OS type and version: rocky linux
Webmin version: 1.981
Virtualmin version: 6.16

You can block Google’s access to any directory with your robots.txt file or a firewall rule.

thanks gomez. i thought robots.txt only blocked the search engine indexing?

when you say firewall rule, do you mean putting something into the (dot)access file or doing something with csf? i see “View iptable Rules” on the csf page but i suspect this is not what you meant.

Google has a dozen bots that will search and can archive pretty much anything it is given access to. That’s how it got your email addresses. They’re in a public_html folder that you gave them access to. Anything it sees as a public file can be indexed and published.

Even if you have old html pages in there that are no longer used or linked to they can still be indexed and published by Google.

A simple entry blocking bots to the public_html/accessablefiles folder would block all their bots at that point, and any other bots as well.

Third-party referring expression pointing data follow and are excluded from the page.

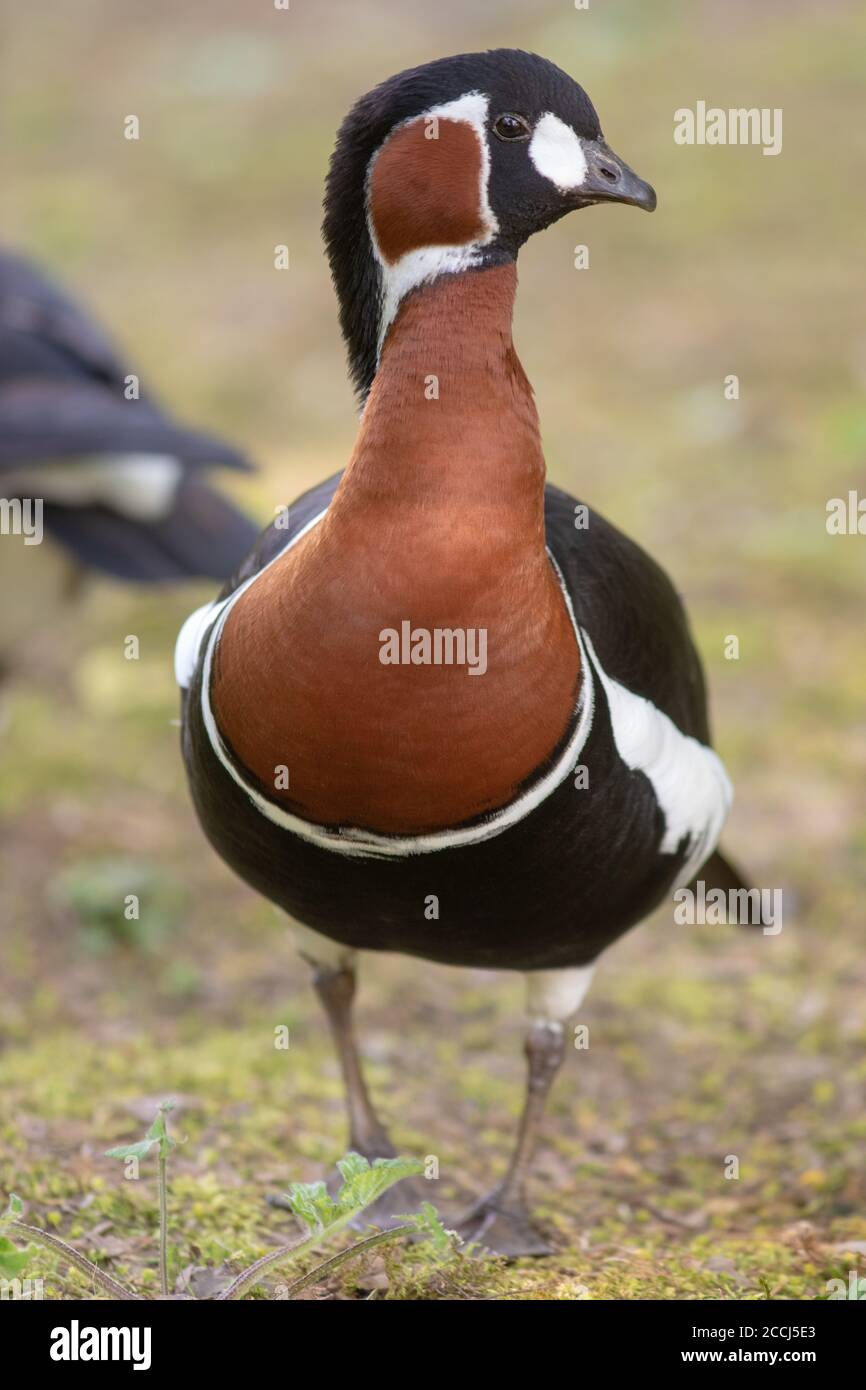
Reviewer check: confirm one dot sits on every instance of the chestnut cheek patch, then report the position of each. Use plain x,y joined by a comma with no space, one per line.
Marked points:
426,188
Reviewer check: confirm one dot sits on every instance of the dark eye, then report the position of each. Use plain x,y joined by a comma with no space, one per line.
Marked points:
510,127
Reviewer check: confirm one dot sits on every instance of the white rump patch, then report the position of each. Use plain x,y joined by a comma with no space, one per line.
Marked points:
138,485
558,153
424,264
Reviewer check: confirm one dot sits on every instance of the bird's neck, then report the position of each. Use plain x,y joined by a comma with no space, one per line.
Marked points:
437,526
451,423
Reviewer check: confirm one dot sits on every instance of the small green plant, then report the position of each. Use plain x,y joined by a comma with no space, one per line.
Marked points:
363,1183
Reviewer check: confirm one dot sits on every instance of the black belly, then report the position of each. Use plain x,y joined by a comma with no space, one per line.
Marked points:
552,890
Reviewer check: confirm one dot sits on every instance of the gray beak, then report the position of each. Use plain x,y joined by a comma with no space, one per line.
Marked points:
609,180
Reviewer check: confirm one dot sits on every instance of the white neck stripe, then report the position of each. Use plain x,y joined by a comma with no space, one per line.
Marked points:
427,263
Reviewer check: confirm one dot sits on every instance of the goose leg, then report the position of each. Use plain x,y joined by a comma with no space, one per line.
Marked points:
335,983
501,1221
367,1134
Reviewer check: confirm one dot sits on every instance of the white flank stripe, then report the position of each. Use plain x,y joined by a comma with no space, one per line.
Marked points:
688,779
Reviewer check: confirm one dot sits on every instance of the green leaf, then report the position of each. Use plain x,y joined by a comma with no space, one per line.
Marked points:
156,1134
313,1205
364,1183
139,1150
427,1222
14,1209
13,1262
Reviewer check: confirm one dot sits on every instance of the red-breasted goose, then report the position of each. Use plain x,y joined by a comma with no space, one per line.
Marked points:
385,709
121,483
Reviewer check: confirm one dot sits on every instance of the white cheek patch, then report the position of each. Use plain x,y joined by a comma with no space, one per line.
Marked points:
558,153
424,264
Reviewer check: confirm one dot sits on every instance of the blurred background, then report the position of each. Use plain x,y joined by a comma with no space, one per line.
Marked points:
705,1041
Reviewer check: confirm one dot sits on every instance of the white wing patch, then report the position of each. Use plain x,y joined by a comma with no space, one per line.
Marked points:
188,647
688,779
189,641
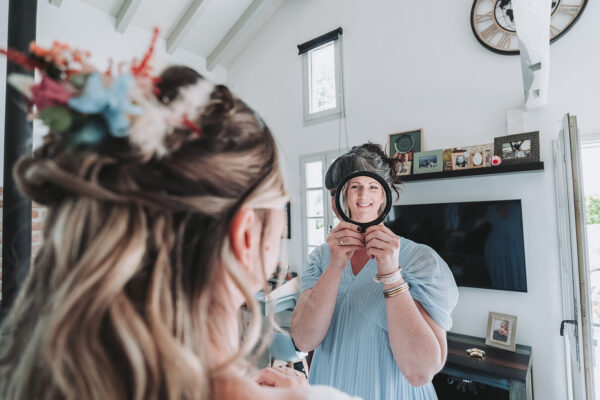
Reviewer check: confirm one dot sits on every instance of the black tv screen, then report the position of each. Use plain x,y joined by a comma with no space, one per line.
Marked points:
482,242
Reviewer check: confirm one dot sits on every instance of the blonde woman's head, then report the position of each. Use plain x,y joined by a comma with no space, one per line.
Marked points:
143,256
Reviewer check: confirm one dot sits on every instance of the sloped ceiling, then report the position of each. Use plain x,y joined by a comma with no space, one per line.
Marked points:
217,30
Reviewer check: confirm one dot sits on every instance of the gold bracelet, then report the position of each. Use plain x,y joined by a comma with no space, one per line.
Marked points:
394,291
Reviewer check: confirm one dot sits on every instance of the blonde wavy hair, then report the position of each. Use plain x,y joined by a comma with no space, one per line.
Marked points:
123,300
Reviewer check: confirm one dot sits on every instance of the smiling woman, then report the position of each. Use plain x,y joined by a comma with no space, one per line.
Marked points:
369,298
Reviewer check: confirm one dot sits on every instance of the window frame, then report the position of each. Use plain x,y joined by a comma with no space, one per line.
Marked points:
333,113
326,158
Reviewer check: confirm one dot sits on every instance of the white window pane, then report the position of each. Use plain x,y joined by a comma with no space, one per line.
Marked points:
314,203
316,231
314,174
322,78
335,221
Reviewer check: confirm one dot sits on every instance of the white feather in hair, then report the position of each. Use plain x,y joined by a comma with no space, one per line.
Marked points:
149,130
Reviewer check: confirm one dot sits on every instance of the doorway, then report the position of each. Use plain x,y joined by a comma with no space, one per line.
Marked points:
590,162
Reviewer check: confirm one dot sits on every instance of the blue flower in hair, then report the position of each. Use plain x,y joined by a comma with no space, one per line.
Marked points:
112,102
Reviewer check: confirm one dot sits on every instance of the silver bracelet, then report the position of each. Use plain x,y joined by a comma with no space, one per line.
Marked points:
389,278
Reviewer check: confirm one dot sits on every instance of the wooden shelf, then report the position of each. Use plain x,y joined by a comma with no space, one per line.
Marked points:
501,169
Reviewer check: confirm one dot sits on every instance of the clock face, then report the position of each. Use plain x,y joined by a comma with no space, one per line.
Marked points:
493,22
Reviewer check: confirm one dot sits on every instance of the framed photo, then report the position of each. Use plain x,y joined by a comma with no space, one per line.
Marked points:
403,146
480,156
428,161
448,159
518,149
501,332
287,220
460,159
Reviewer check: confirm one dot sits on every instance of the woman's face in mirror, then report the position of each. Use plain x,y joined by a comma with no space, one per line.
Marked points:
364,197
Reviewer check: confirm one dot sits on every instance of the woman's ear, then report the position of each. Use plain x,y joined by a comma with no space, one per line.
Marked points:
244,236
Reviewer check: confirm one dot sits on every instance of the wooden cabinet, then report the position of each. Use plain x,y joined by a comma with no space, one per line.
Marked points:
501,375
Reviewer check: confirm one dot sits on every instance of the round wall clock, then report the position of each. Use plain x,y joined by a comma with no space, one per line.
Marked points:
493,22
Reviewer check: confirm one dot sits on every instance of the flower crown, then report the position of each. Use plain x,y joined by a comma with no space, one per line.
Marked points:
74,99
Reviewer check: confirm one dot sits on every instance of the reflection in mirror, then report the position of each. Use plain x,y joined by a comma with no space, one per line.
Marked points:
363,198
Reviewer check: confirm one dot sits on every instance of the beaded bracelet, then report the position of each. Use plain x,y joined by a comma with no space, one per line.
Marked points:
387,293
388,279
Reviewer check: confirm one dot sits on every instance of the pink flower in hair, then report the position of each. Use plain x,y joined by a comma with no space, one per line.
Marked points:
49,93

As far as a firewall rule I use Cloudflare for that. Just write a rule blocking anything with Google’s name on it from that directory and boom. Done.

i created ONE of these index.html files:

<meta name="googlebot" content="noindex" />
<meta http-equiv="refresh" content="0; URL=\om/" />

then created a hundred thousand symbolic links back to this one index.html file. i did something like:

find ./secretdirectory/ -type d -exec ln -s /location/to/index.html {} \;

that seems to have fixed it, for now. there probably is some way in .htaccess to create something there, but for now, this was the easiest solution.

@edwardsmarkf simplfied solution would be with htaccess file to lock folder or folders behind password and user name but I get it everyone hates password and username.

you could keep links as they are no changes to anything, just use SSL client certificate it acts as username and password but verification is on browsers and it happens with blink of eye. no bots no search engines even if anyone post link to the file to Facebook etc would be able to see it… without certificate on that computer. it’s very easy.

thank you unborn -

i need to have unrestricted access to the underlying data, but BLOCK the directory names since they are email addresses.

so far my idea seems to be working, for now at least.

when i get back from traveling, i might play around with (dot)access since there are some great examples available involving wildcards, if one can understand them.

Despite the tons of examples and docs, mod_rewrite is voodoo. Damned cool voodoo, but still voodoo.